@ChrisSteinbeckBell - Because you haven't replied to the previous answer yet, I am not sure if you are fully comprehending the kind of logical reasoning needed to solve a problem like this.
What follows is not intended to be a complete answer to your question, but just a helpful tip.
When studying logic, it is extremely important to understand the following:
If you know that A implies B, and you also know that B is not true, then you know that A MUST be false.
You can think about this by using a simpler example.
1. If there are no clouds in the sky, then it is not raining.
2. It is raining.
From these two statements taken together, we can conclude that the first part of statement 1 must be false. So, there are not no clouds in the sky. In other words, there are (at least some) clouds in the sky.
You can process these statements like this:
1. If (there are no clouds in the sky), then (it is not raining).
2. (It is raining).
Therefore, (there are clouds in the sky).
1. If (A), then (B).
2. Not (B).
Therefore, not (A).
1. A ⇒ B
Stated in a simple way, you can say:
If A implies B, and B is false, then A must also be false.
((A ⇒ B) AND (¬B)) ⇒ ¬A
You should review this concept as long as it takes until you are confident that you fully understand it.
What follows is the whole analysis of the problem. Note that this is redundant with what was already explained in the other answer.
First, apply parentheses to all the individual statements:
If (there are no government subsidies for agriculture), then (there are government controls on agriculture). If (there are government controls on agriculture), then (there is no agricultural depression). [(There is depression) or (there is agricultural overproduction)]. It is a fact that (there is no overproduction).
Let us assign A, B, C, and D as follows: (for any statement including NO, we will remove it, and apply a NOT operator to it)
A: there are government subsidies for agriculture
B: there are government controls on agriculture
C: there is agricultural depression
D: there is agricultural overproduction
Now using this notation, we can rewrite the above sentences as:
If (not A), then (B).

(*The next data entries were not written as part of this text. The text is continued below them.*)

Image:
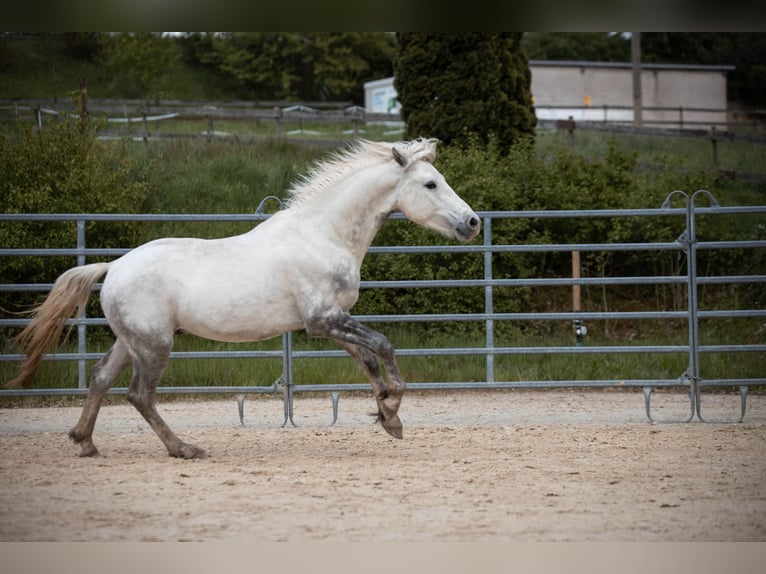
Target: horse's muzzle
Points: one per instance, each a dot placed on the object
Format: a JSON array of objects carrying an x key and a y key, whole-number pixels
[{"x": 468, "y": 228}]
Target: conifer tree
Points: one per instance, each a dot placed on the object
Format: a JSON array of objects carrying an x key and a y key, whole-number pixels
[{"x": 452, "y": 85}]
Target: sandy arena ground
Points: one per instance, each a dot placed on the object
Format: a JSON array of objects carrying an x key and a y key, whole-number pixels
[{"x": 473, "y": 466}]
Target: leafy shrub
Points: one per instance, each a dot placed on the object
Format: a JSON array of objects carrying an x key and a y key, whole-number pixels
[{"x": 63, "y": 168}]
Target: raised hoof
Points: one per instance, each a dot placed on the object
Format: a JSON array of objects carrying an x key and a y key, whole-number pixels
[
  {"x": 87, "y": 448},
  {"x": 393, "y": 426},
  {"x": 88, "y": 451},
  {"x": 188, "y": 451}
]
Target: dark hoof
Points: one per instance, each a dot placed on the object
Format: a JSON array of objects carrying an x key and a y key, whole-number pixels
[
  {"x": 393, "y": 426},
  {"x": 188, "y": 451}
]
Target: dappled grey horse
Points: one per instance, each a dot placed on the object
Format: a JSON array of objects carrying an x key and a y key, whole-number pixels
[{"x": 297, "y": 270}]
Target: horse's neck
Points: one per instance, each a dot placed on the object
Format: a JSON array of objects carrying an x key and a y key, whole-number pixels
[{"x": 353, "y": 211}]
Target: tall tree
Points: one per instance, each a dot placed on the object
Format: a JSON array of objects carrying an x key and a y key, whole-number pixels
[
  {"x": 455, "y": 86},
  {"x": 295, "y": 66}
]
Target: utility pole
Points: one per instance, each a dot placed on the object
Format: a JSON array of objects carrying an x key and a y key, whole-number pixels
[{"x": 635, "y": 51}]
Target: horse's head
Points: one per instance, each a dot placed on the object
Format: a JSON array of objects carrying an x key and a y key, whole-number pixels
[{"x": 425, "y": 197}]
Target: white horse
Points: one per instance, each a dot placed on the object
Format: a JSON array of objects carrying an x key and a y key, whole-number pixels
[{"x": 297, "y": 270}]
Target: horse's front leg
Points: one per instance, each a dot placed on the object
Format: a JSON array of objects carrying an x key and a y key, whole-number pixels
[{"x": 365, "y": 345}]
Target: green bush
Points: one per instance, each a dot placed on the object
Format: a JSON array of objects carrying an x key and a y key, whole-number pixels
[{"x": 63, "y": 168}]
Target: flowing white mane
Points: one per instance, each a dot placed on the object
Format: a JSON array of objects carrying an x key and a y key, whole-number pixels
[{"x": 359, "y": 155}]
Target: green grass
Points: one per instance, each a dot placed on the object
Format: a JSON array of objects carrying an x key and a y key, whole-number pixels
[
  {"x": 233, "y": 176},
  {"x": 343, "y": 370}
]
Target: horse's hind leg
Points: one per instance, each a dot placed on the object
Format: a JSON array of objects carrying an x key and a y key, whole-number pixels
[
  {"x": 102, "y": 378},
  {"x": 148, "y": 366},
  {"x": 366, "y": 345}
]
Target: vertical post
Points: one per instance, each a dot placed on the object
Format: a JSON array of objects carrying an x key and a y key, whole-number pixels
[
  {"x": 278, "y": 119},
  {"x": 576, "y": 290},
  {"x": 287, "y": 375},
  {"x": 83, "y": 111},
  {"x": 82, "y": 346},
  {"x": 635, "y": 51},
  {"x": 714, "y": 142},
  {"x": 488, "y": 302}
]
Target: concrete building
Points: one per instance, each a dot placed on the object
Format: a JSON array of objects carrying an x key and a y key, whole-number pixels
[{"x": 673, "y": 95}]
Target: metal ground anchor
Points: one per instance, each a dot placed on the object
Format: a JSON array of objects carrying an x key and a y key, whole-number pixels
[
  {"x": 647, "y": 402},
  {"x": 743, "y": 408}
]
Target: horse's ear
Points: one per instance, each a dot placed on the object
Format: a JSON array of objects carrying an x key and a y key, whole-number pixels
[{"x": 400, "y": 159}]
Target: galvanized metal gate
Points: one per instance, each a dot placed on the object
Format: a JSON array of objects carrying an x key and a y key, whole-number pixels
[{"x": 691, "y": 380}]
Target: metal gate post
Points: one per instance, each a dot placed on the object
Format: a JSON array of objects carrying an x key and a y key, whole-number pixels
[
  {"x": 82, "y": 344},
  {"x": 688, "y": 240},
  {"x": 287, "y": 376},
  {"x": 489, "y": 307}
]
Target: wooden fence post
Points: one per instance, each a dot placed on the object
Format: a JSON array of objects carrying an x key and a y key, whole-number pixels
[{"x": 278, "y": 119}]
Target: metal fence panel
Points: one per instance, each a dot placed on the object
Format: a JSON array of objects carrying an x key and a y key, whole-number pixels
[{"x": 687, "y": 243}]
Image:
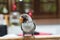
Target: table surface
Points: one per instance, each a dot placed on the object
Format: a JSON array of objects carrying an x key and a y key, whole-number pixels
[{"x": 36, "y": 36}]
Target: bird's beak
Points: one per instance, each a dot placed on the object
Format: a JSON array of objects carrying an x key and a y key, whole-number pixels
[{"x": 21, "y": 20}]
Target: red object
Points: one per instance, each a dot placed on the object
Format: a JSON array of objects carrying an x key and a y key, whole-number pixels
[{"x": 14, "y": 7}]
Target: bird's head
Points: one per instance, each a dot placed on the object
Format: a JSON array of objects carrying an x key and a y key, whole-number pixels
[{"x": 23, "y": 19}]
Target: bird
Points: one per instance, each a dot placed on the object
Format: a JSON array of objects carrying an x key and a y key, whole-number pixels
[{"x": 27, "y": 24}]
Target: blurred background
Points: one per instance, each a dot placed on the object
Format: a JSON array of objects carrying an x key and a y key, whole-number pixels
[{"x": 45, "y": 13}]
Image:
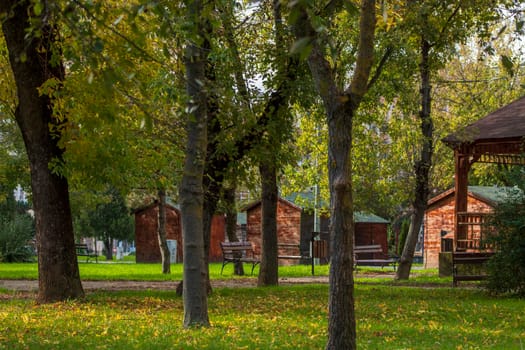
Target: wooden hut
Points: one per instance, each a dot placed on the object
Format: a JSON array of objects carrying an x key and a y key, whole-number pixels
[
  {"x": 146, "y": 238},
  {"x": 439, "y": 219},
  {"x": 295, "y": 226},
  {"x": 497, "y": 138}
]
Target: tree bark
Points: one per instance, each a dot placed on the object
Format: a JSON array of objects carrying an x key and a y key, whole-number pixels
[
  {"x": 422, "y": 167},
  {"x": 191, "y": 188},
  {"x": 33, "y": 58},
  {"x": 108, "y": 243},
  {"x": 163, "y": 244},
  {"x": 340, "y": 109},
  {"x": 268, "y": 271}
]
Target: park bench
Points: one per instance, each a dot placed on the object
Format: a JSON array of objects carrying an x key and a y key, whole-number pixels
[
  {"x": 379, "y": 258},
  {"x": 291, "y": 251},
  {"x": 468, "y": 266},
  {"x": 235, "y": 252},
  {"x": 83, "y": 250}
]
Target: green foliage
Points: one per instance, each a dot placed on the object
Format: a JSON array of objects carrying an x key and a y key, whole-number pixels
[
  {"x": 105, "y": 217},
  {"x": 507, "y": 267},
  {"x": 17, "y": 230}
]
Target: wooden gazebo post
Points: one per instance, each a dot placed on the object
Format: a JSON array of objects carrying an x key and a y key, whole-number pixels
[{"x": 462, "y": 168}]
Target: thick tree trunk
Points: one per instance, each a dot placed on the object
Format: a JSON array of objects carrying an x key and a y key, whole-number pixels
[
  {"x": 268, "y": 272},
  {"x": 33, "y": 61},
  {"x": 108, "y": 243},
  {"x": 163, "y": 244},
  {"x": 340, "y": 108},
  {"x": 422, "y": 167},
  {"x": 341, "y": 322},
  {"x": 191, "y": 188}
]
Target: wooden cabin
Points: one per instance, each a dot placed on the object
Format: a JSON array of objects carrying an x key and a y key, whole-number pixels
[
  {"x": 295, "y": 226},
  {"x": 146, "y": 238},
  {"x": 439, "y": 219}
]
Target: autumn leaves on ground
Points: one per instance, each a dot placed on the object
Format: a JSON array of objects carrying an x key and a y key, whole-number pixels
[{"x": 427, "y": 314}]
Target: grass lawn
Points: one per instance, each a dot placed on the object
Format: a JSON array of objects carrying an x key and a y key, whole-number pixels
[{"x": 389, "y": 316}]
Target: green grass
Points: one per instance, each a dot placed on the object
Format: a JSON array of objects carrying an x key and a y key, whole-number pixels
[
  {"x": 148, "y": 272},
  {"x": 292, "y": 317}
]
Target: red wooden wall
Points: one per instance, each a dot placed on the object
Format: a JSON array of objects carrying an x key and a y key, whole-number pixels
[{"x": 146, "y": 241}]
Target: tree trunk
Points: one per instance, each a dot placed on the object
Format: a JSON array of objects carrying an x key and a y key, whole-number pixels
[
  {"x": 108, "y": 243},
  {"x": 33, "y": 61},
  {"x": 422, "y": 167},
  {"x": 341, "y": 322},
  {"x": 231, "y": 223},
  {"x": 191, "y": 188},
  {"x": 268, "y": 272},
  {"x": 163, "y": 244},
  {"x": 340, "y": 108}
]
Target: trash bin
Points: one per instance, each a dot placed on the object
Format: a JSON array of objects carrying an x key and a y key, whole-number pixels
[{"x": 172, "y": 247}]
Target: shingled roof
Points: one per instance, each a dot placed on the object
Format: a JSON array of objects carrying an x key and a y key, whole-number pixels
[{"x": 506, "y": 123}]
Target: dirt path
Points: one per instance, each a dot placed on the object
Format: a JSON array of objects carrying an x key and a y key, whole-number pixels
[{"x": 31, "y": 286}]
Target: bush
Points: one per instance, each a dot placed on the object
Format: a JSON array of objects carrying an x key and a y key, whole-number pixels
[
  {"x": 16, "y": 233},
  {"x": 506, "y": 269}
]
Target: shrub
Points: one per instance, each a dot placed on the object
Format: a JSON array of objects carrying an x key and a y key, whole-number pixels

If (B), then (not C). [(C) or (D)]. (not D).
Partly converting to symbols, we get:
notA ⇒ B. B ⇒ notC. C or D. not D
where the ⇒ symbol means "implies" or "if...then"
Using simple rules of logic, we can process these statements from last to first:
Note: I use the ⊢ symbol to mean "yields". For example, A ⊢ B means "A yields B", or "from A, we know B"
- (not D) AND (C or D) ⊢ C
- C AND (B ⇒ notC) ⊢ notB
- (notB) AND (notA ⇒ B) ⊢ A
So from the above, we know that A and C are true, and B and D are false.